Der beklagte Verleihbetrieb wies die Ansprüche zurück mit dem Hinweis, die Ausschlussfrist im Entleiherbetrieb sei auch für den Kläger maßgeblich: Deshalb sei seine Forderung wegen des Ablaufes der Frist für eine schriftliche Geltendmachung untergegangen. Diese Auffassung vertrat auch das Landesarbeitsgericht. Das Bundesarbeitsgericht hob die Entscheidung des Landesarbeitsgerichts auf und entschied, dass die im Entleiherbetrieb geltenden Ausschlussfristen „bei unionsrechtskonformer Auslegung des Arbeitnehmerüberlassungsgesetzes“ nicht zu den wesentlichen Arbeitsbedingungen gehörten, die der Verleiher den Leiharbeitnehmern gewähren müsse. Wegen der noch ausstehenden Feststellung, ob die mit dem Kläger vergleichbaren Stammbeschäftigten ein höheres Entgelt erzielten, verwies das BAG den Fall zurück an die Vorinstanz.
Bundesarbeitsgericht am 23. März 2011, Az. 5 AZR 7/10
Dauerhafter Anspruch auf Weihnachtsgeld nach mehrjähriger Auszahlung
Zahlt der Arbeitgeber über mehrere Jahre Weihnachtsgeld, ohne eine Bindung für die Zukunft explizit auszuschließen, entsteht daraus ein dauerhafter Anspruch des Arbeitnehmers, so das Bundesarbeitsgericht. Damit war die Klage eines Arbeitnehmers erfolgreich, der von 2002 bis 2007 jeweils ein Weihnachtsgeld in Höhe eines Bruttomonatsverdienstes erhalten hatte – ohne dass der Arbeitgeber bei der Zahlung einen ausdrücklichen Vorbehalt erklärt hatte. Daraus sei zu erkennen, so die Erfurter Richter, dass der Kläger sich dauerhaft zur Zahlung des Weihnachtsgeldes verpflichten wolle.

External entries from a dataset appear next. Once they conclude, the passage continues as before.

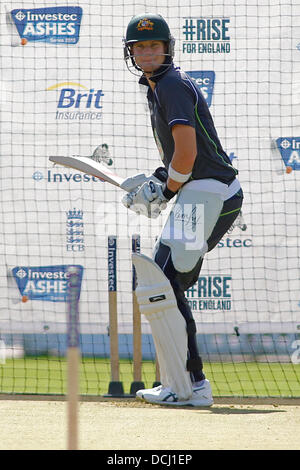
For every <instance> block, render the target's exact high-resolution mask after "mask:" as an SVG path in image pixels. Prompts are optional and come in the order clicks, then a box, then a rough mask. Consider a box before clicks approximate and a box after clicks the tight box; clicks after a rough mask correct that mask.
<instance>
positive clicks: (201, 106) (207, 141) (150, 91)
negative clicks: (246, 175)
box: [139, 64, 238, 184]
mask: <svg viewBox="0 0 300 470" xmlns="http://www.w3.org/2000/svg"><path fill="white" fill-rule="evenodd" d="M161 69H162V70H163V68H161ZM159 71H160V69H159ZM151 80H153V81H154V82H155V83H156V86H155V89H154V93H153V92H152V89H151V87H150V86H149V83H148V81H147V79H146V77H145V76H142V77H141V78H140V80H139V83H141V84H143V85H148V87H149V89H148V94H147V98H148V104H149V109H150V114H151V125H152V130H153V134H154V138H155V141H156V144H157V147H158V150H159V152H160V156H161V159H162V161H163V163H164V165H165V167H166V168H168V167H169V164H170V162H171V160H172V158H173V154H174V139H173V136H172V127H173V126H174V125H175V124H184V125H188V126H192V127H194V128H195V130H196V138H197V157H196V160H195V163H194V167H193V172H192V178H191V179H203V178H214V179H217V180H219V181H221V182H222V183H226V184H230V183H231V182H232V181H233V180H234V178H235V176H236V175H237V173H238V171H237V170H236V169H235V168H234V167H233V166H232V165H231V162H230V158H229V157H228V155H227V154H226V152H225V151H224V150H223V148H222V145H221V143H220V140H219V138H218V134H217V131H216V129H215V126H214V123H213V119H212V116H211V114H210V111H209V109H208V106H207V103H206V101H205V99H204V97H203V95H202V93H201V91H200V90H199V89H198V88H197V87H196V86H195V85H194V84H193V82H192V80H191V78H190V77H189V76H188V75H187V74H186V73H185V72H182V71H181V70H180V69H179V67H174V65H173V64H172V65H171V67H170V68H169V69H167V71H166V72H163V73H162V74H160V75H158V76H157V77H153V78H152V79H151Z"/></svg>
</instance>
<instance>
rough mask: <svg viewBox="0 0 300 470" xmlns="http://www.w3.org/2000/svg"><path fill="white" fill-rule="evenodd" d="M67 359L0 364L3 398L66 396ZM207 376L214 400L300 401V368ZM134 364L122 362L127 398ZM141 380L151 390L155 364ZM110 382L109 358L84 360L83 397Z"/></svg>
mask: <svg viewBox="0 0 300 470" xmlns="http://www.w3.org/2000/svg"><path fill="white" fill-rule="evenodd" d="M66 370H67V363H66V360H65V358H57V357H34V358H33V357H26V358H23V359H9V360H7V361H6V363H5V364H0V393H24V394H25V393H28V394H65V393H66ZM205 374H206V377H207V378H208V379H209V380H210V382H211V385H212V388H213V393H214V395H215V396H231V395H237V396H278V397H280V396H281V397H300V364H290V363H285V364H279V363H261V362H259V363H257V362H245V363H243V362H238V363H226V362H225V363H206V364H205ZM132 377H133V370H132V362H130V361H127V360H121V361H120V381H121V382H122V383H123V388H124V392H125V393H129V391H130V385H131V383H132V380H133V378H132ZM142 381H143V382H144V384H145V386H146V387H152V385H153V382H154V381H155V365H154V363H153V362H151V361H144V362H143V368H142ZM109 382H110V364H109V360H108V359H87V358H84V359H83V360H82V362H81V367H80V393H81V394H84V395H85V394H86V395H104V394H107V392H108V386H109Z"/></svg>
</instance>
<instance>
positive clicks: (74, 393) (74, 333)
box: [67, 266, 81, 450]
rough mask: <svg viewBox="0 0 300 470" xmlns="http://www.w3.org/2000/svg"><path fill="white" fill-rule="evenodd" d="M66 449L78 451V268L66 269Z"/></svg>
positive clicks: (78, 281) (78, 290)
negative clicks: (66, 337)
mask: <svg viewBox="0 0 300 470" xmlns="http://www.w3.org/2000/svg"><path fill="white" fill-rule="evenodd" d="M67 278H68V286H67V348H68V350H67V402H68V409H67V415H68V417H67V423H68V430H67V449H68V450H78V401H79V362H80V361H79V359H80V348H79V297H80V285H81V280H80V268H79V267H78V266H69V267H68V268H67Z"/></svg>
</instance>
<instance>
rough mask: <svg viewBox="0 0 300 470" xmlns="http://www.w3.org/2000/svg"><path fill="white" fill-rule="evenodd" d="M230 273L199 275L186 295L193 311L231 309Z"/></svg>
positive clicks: (230, 278)
mask: <svg viewBox="0 0 300 470" xmlns="http://www.w3.org/2000/svg"><path fill="white" fill-rule="evenodd" d="M231 281H232V277H231V276H230V275H225V274H224V275H210V276H200V277H199V279H198V281H197V283H196V284H195V285H194V286H193V287H191V288H190V289H188V290H187V292H186V296H187V299H188V302H189V305H190V307H191V309H192V310H193V311H194V312H195V311H196V312H199V311H205V310H209V311H212V310H215V311H220V310H231V307H232V304H231Z"/></svg>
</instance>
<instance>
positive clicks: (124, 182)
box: [120, 173, 160, 193]
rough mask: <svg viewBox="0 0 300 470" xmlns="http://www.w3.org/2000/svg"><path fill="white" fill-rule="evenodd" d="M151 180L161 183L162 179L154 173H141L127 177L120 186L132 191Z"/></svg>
mask: <svg viewBox="0 0 300 470" xmlns="http://www.w3.org/2000/svg"><path fill="white" fill-rule="evenodd" d="M150 180H152V181H154V182H156V183H160V180H159V179H158V178H156V177H155V176H154V175H150V176H146V175H145V173H139V174H138V175H134V176H130V177H129V178H126V179H125V180H124V181H123V183H122V184H121V185H120V187H121V188H122V189H124V190H125V191H127V192H128V193H131V192H133V191H137V190H138V189H139V188H140V187H141V186H143V184H144V183H147V182H148V181H150Z"/></svg>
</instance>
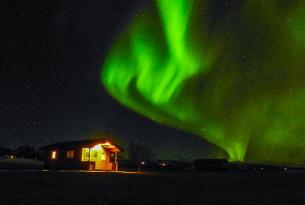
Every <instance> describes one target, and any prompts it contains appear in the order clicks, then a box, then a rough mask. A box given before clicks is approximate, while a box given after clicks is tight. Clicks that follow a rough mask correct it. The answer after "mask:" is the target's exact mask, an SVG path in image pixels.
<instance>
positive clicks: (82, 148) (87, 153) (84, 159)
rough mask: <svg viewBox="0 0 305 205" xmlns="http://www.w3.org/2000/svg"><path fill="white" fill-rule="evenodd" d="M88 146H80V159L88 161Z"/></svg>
mask: <svg viewBox="0 0 305 205" xmlns="http://www.w3.org/2000/svg"><path fill="white" fill-rule="evenodd" d="M89 152H90V150H89V148H82V161H89V158H90V155H89Z"/></svg>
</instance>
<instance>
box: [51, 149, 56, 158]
mask: <svg viewBox="0 0 305 205" xmlns="http://www.w3.org/2000/svg"><path fill="white" fill-rule="evenodd" d="M51 158H52V159H56V151H52V152H51Z"/></svg>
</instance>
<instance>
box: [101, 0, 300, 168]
mask: <svg viewBox="0 0 305 205" xmlns="http://www.w3.org/2000/svg"><path fill="white" fill-rule="evenodd" d="M227 2H228V3H229V4H228V5H231V3H232V5H231V6H228V8H227V9H226V10H224V11H223V12H215V7H216V6H215V4H223V5H224V7H225V6H226V5H225V3H224V1H223V2H222V1H217V3H216V1H212V0H210V1H207V0H206V1H196V0H176V1H174V3H173V1H166V0H156V1H155V2H152V4H151V6H150V7H149V8H148V9H147V10H146V11H143V12H142V13H141V14H139V15H137V16H136V17H135V18H134V20H133V22H132V23H131V24H130V25H128V27H127V29H126V31H125V32H123V33H122V34H121V35H120V36H119V38H118V39H117V41H116V42H115V43H114V45H113V47H112V49H111V50H110V52H109V55H108V56H107V57H106V59H105V61H104V64H103V69H102V73H101V80H102V83H103V84H104V86H105V87H106V89H107V90H108V92H109V93H110V95H112V96H113V97H114V98H115V99H117V100H118V101H119V102H121V103H122V104H123V105H125V106H127V107H129V108H131V109H132V110H135V111H136V112H138V113H140V114H142V115H144V116H146V117H148V118H150V119H152V120H154V121H156V122H158V123H161V124H165V125H167V126H171V127H175V128H178V129H182V130H186V131H188V132H191V133H193V134H196V135H198V136H200V137H202V138H204V139H205V140H207V141H209V142H211V143H213V144H215V145H216V146H217V147H219V148H220V150H224V151H225V152H226V153H227V155H228V158H229V160H232V161H235V160H240V161H249V162H260V163H283V164H304V163H305V139H304V135H305V106H304V105H305V83H304V82H305V3H304V1H302V0H291V1H279V0H268V1H265V0H245V1H239V3H236V1H227ZM234 2H235V3H234ZM233 3H234V4H233ZM215 13H216V14H215Z"/></svg>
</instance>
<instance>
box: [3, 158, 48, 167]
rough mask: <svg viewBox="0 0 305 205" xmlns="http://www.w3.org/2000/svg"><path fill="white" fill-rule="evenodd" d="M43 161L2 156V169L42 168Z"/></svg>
mask: <svg viewBox="0 0 305 205" xmlns="http://www.w3.org/2000/svg"><path fill="white" fill-rule="evenodd" d="M42 168H43V162H41V161H37V160H33V159H23V158H13V159H12V158H0V169H42Z"/></svg>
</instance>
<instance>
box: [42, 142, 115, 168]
mask: <svg viewBox="0 0 305 205" xmlns="http://www.w3.org/2000/svg"><path fill="white" fill-rule="evenodd" d="M68 150H73V151H74V157H73V158H67V157H66V152H67V151H68ZM52 151H56V159H51V153H52ZM104 152H105V155H106V159H105V160H98V161H96V162H89V161H81V158H82V148H72V147H70V148H64V149H52V150H48V151H47V152H46V154H47V156H46V159H45V164H44V165H45V166H44V167H45V169H53V170H59V169H64V170H89V165H90V164H91V167H90V168H93V169H96V170H117V164H116V163H113V162H110V152H109V151H107V150H104ZM99 157H100V156H99ZM92 166H93V167H92Z"/></svg>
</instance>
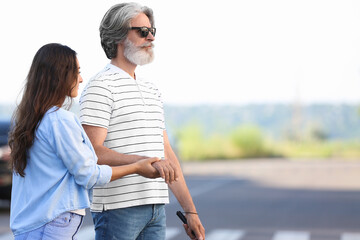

Der Arbeitgeber berief sich bei der Nichtzahlung des Weihnachtsgeldes im Jahr 2008 auf den Arbeitsvertrag. Darin ist ein Passus enthalten, wonach gesetzlich oder durch Tarifvertrag nicht vorgeschriebene Leistungen, wie Prämien, Zulagen, Urlaubsgeld, Gratifikationen, Weihnachtsgratifikationen freiwillig und ohne jede rechtliche Verpflichtung erfolgen. Sie seien daher jederzeit ohne Wahrung einer besonderen Frist widerrufbar. Das Gericht erachtete diese Formulierung als mehrdeutig und zu unklar im Sinne des § 307 BGB. Sie sei „nicht geeignet, das mehrfache, tatsächliche Erklärungsverhalten des Arbeitgebers hinreichend zu entwerten.“ Der Anspruch auf Zahlung des Weihnachtsgeldes bestehe.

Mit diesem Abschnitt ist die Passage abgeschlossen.